To maximise the potential floating solar power, academia and industry must forge research partnerships to address environmental impacts, refine designs and enhance energy efficiency.
Strategic alliances between public and private sectors are also needed to share risks and pilot new technologies. Government policies, such as feed-in tariffs and tax incentives, can also be implemented to support floating solar growth. For example, Malaysia offers substantial tax incentives , such as Capital Allowance (CA) and Green Investment Tax Allowance (GITA), which can cover up to 48% of the investment cost for companies installing solar systems, while Vietnam has introduced specific guidelines for floating solar projects, providing clarity for investors and developers.
The Need for Systemic Regional Cooperation
Despite the promising outlook, the widespread adoption of floating solar in Southeast Asia faces challenges that extend beyond technology. As the region faces exponential energy demand growth, ensuring supply security becomes paramount. A key challenge lies in building the necessary infrastructure and establishing common energy market frameworks. This necessitates not just the development of floating solar capacity, but also the creation of smart grids and energy storage solutions that can effectively integrate this new power source.
An interconnected ASEAN grid would facilitate efficient energy distribution, improve supply security, and support the integration of renewable energy sources. However, the region’s energy landscape is fragmented, with each country having its own policies, regulations, and market structures. Harmonizing these disparate systems is crucial for the creation of a robust, interconnected floating solar and clean energy sector across Southeast Asia.
Singapore-based analyst from BloombergNEF Caroline Chua highlights this challenge, “Many are seeking cleaner alternatives to coal-fired generation as they look to meet this rising need for electricity,” she said. However, she emphasised the complexity of Southeast Asia’s energy landscape compared to more integrated regions like Europe. “Harmonising policies, regulationsd cross-border market operations will be crucial if the goal is to connect ASEAN’s grids,” she explained.
By combining financial support, knowledge sharing, local empowerment, and targeted skill development, this comprehensive strategy can help overcome disparities and foster a more integrated and sustainable floating solar sector across the diverse Southeast Asian region.
A Floating Future for Southeast Asia
Undoubtedly, the Southeast Asian region is poised to be pioneer and key contributor to the floating solar industry over the coming years.

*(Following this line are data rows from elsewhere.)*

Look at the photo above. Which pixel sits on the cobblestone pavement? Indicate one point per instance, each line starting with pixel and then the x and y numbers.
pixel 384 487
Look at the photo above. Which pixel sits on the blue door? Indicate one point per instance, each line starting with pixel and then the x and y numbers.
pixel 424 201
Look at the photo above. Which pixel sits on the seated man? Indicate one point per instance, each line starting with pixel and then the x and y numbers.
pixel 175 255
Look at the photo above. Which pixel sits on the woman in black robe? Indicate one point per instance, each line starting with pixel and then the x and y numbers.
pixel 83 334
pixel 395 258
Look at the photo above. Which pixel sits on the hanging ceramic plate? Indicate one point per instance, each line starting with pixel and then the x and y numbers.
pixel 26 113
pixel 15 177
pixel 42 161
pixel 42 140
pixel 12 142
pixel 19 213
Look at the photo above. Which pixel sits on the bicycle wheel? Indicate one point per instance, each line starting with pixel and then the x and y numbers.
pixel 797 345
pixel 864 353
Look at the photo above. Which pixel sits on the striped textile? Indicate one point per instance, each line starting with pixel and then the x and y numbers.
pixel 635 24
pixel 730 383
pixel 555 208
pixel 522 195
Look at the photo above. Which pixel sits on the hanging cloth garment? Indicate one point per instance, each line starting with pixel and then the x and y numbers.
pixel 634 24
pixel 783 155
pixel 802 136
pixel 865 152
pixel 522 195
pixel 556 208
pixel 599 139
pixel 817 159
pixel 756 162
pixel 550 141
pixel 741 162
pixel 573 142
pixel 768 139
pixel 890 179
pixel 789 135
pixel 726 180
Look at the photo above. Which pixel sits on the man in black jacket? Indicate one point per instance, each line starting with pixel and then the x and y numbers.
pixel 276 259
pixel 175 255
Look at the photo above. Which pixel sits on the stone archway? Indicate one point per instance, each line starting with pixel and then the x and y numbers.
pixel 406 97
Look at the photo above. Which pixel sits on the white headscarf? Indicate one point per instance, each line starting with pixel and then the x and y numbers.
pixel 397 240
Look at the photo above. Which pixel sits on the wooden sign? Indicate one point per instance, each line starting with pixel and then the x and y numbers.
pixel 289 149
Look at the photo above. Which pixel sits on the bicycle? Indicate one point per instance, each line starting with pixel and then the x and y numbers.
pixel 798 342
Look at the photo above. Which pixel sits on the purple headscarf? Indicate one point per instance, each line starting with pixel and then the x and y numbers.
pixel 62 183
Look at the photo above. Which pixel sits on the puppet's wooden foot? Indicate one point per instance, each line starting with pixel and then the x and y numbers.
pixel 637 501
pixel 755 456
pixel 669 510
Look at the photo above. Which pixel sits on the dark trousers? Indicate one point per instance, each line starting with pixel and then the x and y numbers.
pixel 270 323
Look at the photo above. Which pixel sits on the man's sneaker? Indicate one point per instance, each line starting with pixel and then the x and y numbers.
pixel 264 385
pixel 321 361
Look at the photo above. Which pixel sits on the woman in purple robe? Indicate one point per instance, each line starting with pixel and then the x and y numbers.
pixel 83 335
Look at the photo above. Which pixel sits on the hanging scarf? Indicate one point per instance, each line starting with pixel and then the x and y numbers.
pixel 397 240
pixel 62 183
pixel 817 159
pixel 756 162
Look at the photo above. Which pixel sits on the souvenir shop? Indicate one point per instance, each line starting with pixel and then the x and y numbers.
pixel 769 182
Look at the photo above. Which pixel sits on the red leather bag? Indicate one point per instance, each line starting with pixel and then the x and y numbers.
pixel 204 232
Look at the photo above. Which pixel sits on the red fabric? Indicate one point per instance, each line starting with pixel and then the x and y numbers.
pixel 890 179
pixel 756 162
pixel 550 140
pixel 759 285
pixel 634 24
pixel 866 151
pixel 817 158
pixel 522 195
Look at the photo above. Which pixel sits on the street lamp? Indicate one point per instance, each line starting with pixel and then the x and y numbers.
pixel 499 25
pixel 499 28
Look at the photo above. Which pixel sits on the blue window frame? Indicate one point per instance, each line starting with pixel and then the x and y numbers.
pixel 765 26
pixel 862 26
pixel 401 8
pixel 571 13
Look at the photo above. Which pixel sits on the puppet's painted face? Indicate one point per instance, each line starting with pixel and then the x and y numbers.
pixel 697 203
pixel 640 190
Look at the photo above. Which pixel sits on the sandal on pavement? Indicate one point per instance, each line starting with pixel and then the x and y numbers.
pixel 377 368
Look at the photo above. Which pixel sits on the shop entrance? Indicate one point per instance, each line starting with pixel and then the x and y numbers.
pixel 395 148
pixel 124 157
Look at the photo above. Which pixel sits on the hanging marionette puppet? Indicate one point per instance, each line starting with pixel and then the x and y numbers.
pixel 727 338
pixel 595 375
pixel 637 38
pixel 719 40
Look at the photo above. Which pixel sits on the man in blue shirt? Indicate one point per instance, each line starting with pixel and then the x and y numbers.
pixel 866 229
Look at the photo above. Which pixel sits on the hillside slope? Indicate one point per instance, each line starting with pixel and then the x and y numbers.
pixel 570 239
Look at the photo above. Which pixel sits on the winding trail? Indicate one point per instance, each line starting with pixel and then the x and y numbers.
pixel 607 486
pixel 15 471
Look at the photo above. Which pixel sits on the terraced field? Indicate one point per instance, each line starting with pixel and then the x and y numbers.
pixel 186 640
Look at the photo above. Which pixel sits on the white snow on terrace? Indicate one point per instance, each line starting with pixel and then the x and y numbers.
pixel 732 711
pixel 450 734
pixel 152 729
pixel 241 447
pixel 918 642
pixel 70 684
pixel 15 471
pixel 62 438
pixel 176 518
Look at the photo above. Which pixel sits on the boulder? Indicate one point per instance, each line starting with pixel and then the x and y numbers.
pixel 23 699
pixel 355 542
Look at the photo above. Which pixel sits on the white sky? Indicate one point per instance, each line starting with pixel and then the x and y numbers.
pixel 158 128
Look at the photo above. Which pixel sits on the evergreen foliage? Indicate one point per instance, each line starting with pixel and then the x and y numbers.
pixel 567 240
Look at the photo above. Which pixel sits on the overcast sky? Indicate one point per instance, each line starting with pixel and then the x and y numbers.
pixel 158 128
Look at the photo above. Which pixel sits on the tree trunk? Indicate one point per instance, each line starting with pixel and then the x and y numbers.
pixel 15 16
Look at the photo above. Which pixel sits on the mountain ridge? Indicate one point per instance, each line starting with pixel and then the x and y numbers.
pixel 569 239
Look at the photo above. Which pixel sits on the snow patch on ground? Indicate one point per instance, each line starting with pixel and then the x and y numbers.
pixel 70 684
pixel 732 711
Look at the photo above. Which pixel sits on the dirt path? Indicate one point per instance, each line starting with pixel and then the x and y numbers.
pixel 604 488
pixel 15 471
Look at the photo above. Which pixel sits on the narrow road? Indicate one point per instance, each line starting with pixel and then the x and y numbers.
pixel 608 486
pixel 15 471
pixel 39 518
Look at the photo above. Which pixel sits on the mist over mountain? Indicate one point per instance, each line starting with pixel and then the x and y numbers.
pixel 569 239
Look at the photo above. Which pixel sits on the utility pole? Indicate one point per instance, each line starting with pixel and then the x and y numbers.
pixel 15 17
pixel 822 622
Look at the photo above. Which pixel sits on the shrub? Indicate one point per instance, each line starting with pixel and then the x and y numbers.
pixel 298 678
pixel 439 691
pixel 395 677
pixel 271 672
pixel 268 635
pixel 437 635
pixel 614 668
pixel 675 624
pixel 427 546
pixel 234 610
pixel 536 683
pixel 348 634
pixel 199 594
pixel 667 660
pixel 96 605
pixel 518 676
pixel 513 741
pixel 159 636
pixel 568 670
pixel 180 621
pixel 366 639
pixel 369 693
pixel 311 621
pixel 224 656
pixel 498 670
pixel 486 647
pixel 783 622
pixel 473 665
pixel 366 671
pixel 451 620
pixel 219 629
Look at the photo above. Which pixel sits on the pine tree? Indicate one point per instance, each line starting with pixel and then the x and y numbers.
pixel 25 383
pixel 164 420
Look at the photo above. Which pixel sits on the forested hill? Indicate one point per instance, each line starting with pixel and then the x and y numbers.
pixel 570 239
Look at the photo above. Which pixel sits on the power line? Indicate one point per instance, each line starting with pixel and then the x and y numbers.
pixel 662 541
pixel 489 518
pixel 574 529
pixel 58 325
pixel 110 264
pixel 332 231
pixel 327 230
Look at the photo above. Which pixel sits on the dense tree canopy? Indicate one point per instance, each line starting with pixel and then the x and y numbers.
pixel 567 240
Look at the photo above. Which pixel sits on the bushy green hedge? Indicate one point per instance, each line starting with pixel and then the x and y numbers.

The unique advantages offered by floating solar – from land conservation to enhanced energy production efficiency – make it an ideal solution for meeting the region’s growing energy demands alongside other renewable sources.
As countries across Southeast Asia continue to invest in and expand their floating solar capabilities, they are not only addressing their immediate energy needs but also contributing significantly to global efforts in combating climate change. The floating solar revolution in Southeast Asia serves as a powerful example of how innovative technologies, coupled with decisive policy action and regional cooperation, can drive meaningful transition.